Thank you for your commitment to justice.



Maddy deLone
Executive Director
The Innocence Project

Arod99k said...

http://www.innocenceproject.org/

Anonymous said...

....was charged with filing a false police report.

That's not enough.

Too bad she's not charged with the crime of false rape.

Vote chivalrous politicians and chivalrous public attorneys out of office.

False Rape must become a felony.

Anonymous said...

Hey wait a minute, my proffessors tell me women and girls NEVER, EVER, EVER, EVER, EVER, lie about rape. Are my proffessors lying to me??

Anonymous said...

Are my proffessors lying to me??

Yes, they're lying.

They're also lying about yor spellling sckils.

Snark said...

"They're also lying about yor spellling sckils."

Aahahahahahahahahahaa

Arod99k said...

DNA Evidence Clears Two Men Who Served 30 Years Each For Rape


A judge in Hattiesburg, Mississippi today threw out the guilty pleas of two men who had spent three decades in prison for rape and murder after DNA tests showed they were innocent. The decision comes too late, however, for a third man who died in prison eight years Bobby Dixon, Phillip Bivens and Larry Ruffin were sentenced to life in prison for the rape and murder of Eva Gail Patterson of Hattiesburg in 1979. Larry Ruffin died behind bars in 2002.
The Innocence Project filed a petition in July on behalf of Dixon and Bivens and a separate petition on behalf of Ruffin just yesterday.

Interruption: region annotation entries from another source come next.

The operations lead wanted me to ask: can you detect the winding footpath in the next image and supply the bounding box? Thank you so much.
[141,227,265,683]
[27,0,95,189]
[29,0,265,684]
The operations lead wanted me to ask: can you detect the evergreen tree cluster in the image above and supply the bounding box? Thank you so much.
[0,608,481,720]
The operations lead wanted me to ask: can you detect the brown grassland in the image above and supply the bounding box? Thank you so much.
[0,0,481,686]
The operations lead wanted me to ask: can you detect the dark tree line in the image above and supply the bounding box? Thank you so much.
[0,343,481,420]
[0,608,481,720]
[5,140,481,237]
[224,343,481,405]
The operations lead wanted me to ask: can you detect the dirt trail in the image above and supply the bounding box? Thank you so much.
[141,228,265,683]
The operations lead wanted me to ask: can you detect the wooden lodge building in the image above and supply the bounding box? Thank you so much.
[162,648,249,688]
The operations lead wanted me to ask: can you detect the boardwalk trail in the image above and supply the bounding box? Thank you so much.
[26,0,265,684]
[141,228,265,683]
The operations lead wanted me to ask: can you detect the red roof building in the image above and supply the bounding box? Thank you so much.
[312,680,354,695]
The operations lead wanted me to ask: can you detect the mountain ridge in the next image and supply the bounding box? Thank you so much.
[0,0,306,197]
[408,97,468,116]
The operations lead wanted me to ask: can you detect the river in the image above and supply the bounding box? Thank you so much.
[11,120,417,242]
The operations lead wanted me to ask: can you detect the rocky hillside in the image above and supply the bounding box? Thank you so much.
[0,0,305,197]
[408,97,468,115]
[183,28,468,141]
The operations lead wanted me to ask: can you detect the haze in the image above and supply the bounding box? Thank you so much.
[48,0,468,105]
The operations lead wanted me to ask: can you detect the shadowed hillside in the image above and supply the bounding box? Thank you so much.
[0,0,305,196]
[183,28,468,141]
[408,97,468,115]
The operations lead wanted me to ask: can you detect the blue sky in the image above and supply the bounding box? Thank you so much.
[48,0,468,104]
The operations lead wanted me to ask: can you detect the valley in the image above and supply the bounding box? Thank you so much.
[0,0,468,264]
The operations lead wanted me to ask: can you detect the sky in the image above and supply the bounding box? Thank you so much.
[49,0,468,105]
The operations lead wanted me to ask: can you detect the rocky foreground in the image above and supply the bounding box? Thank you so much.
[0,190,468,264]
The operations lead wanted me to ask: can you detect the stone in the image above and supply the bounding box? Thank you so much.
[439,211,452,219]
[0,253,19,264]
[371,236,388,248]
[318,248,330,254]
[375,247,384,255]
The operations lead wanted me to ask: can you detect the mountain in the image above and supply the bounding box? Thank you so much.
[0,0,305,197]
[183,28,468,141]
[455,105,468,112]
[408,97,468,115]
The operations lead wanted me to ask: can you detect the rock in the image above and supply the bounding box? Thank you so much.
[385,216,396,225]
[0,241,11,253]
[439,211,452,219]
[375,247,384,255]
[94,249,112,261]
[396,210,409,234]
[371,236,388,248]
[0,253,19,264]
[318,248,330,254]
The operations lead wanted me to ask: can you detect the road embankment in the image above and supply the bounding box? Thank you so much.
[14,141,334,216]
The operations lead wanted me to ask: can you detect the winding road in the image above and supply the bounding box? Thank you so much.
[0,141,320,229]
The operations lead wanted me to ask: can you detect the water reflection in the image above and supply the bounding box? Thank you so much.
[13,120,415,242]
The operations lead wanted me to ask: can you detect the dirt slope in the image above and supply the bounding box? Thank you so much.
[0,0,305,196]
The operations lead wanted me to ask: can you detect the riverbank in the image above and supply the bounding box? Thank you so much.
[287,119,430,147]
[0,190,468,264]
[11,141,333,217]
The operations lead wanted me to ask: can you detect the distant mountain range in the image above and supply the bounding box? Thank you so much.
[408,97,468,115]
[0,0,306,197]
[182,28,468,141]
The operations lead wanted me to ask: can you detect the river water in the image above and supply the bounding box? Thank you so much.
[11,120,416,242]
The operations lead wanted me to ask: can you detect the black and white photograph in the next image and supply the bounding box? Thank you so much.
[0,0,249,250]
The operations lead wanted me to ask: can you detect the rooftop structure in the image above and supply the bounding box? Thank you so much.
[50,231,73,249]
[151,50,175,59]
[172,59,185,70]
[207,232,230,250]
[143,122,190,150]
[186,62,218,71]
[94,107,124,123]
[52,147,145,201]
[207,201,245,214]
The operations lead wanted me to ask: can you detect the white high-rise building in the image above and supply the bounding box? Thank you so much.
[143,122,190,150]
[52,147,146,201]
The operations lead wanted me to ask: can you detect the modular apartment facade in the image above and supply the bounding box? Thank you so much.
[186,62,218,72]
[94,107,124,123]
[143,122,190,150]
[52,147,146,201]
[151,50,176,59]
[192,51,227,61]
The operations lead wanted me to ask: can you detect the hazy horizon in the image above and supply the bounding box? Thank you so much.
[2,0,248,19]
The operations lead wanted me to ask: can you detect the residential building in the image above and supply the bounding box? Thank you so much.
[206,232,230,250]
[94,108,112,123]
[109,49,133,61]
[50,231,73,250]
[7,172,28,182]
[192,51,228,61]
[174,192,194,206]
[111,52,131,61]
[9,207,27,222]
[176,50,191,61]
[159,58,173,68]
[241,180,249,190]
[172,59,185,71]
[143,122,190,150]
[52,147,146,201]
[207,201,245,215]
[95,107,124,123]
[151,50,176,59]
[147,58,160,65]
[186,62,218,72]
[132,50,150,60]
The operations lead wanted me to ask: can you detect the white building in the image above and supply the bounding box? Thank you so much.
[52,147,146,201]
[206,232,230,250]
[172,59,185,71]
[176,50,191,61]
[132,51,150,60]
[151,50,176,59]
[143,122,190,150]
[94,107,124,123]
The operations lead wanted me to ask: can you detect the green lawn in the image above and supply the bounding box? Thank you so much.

The advocacy group had lobbied for new DNA tests of the evidence from the 1979 rape, and tests showed that the DNA matched that of another man Andrew Harris, who is currently serving a life sentence in a Mississippi prison for a 1981 rape
Bobby Dixon was released from prison last month in order to undergo treatment for terminal cancer, but Bivens, now 59, remained behind bars. He attended the hearing in his prison jumpsuit before being set free by the judge's ruling. It was a good result in a tragic situation," said Emily Maw, director of the Innocence Project New Orleans and lawyer for Dixon, Bivens and the Ruffin family. "This is a particularly sad case. Another man committed the crime and then let these men sit in prison for 30 years. We hope it will have an impact on how we look at confessions and guilty pleas."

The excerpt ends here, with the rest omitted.